Re: [PATCH 2/2] zonefs: use zone-append for AIO as well

Johannes Thumshirn <Johannes.Thumshirn@xxxxxxx> · Wed, 22 Jul 2020 14:32:26 +0000

On 21/07/2020 15:02, Kanchan Joshi wrote:
> On Mon, Jul 20, 2020 at 10:21:18PM +0900, Johannes Thumshirn wrote:
>> If we get an async I/O iocb with an O_APPEND or RWF_APPEND flag set,
>> submit it using REQ_OP_ZONE_APPEND to the block layer.
>>
>> As an REQ_OP_ZONE_APPEND bio must not be split, this does come with an
>> additional constraint, namely the buffer submitted to zonefs must not be
>> bigger than the max zone append size of the underlying device.
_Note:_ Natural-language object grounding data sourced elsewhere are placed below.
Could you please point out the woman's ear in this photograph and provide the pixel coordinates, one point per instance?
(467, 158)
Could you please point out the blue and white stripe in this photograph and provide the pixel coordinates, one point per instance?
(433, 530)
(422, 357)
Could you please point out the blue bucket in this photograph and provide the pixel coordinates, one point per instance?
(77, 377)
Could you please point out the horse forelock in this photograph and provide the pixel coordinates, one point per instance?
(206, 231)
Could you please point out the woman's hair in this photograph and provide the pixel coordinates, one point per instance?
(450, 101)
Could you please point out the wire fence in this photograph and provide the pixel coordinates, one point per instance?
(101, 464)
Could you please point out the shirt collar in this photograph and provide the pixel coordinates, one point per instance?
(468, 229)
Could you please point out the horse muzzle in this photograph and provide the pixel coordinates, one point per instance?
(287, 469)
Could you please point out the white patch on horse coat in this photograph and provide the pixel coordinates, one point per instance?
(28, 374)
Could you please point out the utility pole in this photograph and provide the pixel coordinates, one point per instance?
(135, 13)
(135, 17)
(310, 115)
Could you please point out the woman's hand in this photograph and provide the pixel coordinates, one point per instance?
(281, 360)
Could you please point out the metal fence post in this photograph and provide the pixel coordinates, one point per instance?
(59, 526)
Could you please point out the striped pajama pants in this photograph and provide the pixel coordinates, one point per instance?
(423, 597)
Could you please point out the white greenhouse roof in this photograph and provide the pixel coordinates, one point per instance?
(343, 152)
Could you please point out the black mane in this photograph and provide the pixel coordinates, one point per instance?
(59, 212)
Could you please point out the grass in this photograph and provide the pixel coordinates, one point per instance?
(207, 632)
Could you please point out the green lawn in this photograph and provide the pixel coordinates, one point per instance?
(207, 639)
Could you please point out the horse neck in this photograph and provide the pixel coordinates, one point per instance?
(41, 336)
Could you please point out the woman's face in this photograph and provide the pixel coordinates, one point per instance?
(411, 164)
For
>> synchronous I/O we don't care about this constraint as we can return short
>> writes, for AIO we need to return an error on too big buffers.
> 
> I wonder what part of the patch implements that constraint on large
> buffer and avoids short-write.
> Existing code seems to trim iov_iter in the outset. 
> 
>         max = queue_max_zone_append_sectors(bdev_get_queue(bdev));
>         max = ALIGN_DOWN(max << SECTOR_SHIFT, inode->i_sb->s_blocksize);
>         iov_iter_truncate(from, max);

This actually needs a 'if (sync)' before the iov_iter_truncate() you're right.

> 
> This will prevent large-buffer seeing that error, and will lead to partial write.
> 
>> On a successful completion, the position the data is written to is
>> returned via AIO's res2 field to the calling application.
>>
>> Signed-off-by: Johannes Thumshirn <johannes.thumshirn@xxxxxxx>
>> ---
>> fs/zonefs/super.c  | 143 +++++++++++++++++++++++++++++++++++++++------
>> fs/zonefs/zonefs.h |   3 +
>> 2 files changed, 128 insertions(+), 18 deletions(-)
>>
>> diff --git a/fs/zonefs/super.c b/fs/zonefs/super.c
>> index 5832e9f69268..f155a658675b 100644
>> --- a/fs/zonefs/super.c
>> +++ b/fs/zonefs/super.c
>> @@ -24,6 +24,8 @@
>>
>> #include "zonefs.h"
>>
>> +static struct bio_set zonefs_dio_bio_set;
>> +
>> static inline int zonefs_zone_mgmt(struct zonefs_inode_info *zi,
>> 				   enum req_opf op)
>> {
>> @@ -700,16 +702,71 @@ static const struct iomap_dio_ops zonefs_write_dio_ops = {
>> 	.end_io			= zonefs_file_write_dio_end_io,
>> };
>>
>> +struct zonefs_dio {
>> +	struct kiocb		*iocb;
>> +	struct task_struct	*waiter;
>> +	int			error;
>> +	struct work_struct	work;
>> +	size_t			size;
>> +	u64			sector;
>> +	struct completion	completion;
>> +	struct bio		bio;
>> +};
> 
> How about this (will save 32 bytes) - 
> +struct zonefs_dio {
> +       struct kiocb            *iocb;
> +       struct task_struct      *waiter;
> +       int                     error;
> +	union {
> +       	struct work_struct      work;   //only for async IO
> +       	struct completion       completion; //only for sync IO
> +	};
> +       size_t                  size;
> +       u64                     sector;
> +       struct bio              bio;
> +};
> And dio->error field is not required.
> I see it being used at one place -
> +       ret = zonefs_file_write_dio_end_io(iocb, dio->size,
> +                                          dio->error, 0);
> Here error-code can be picked from dio->bio.
> 

Indeed, did that and also removed the unused completion from 
zonefs_dio and made a union of work and waiter.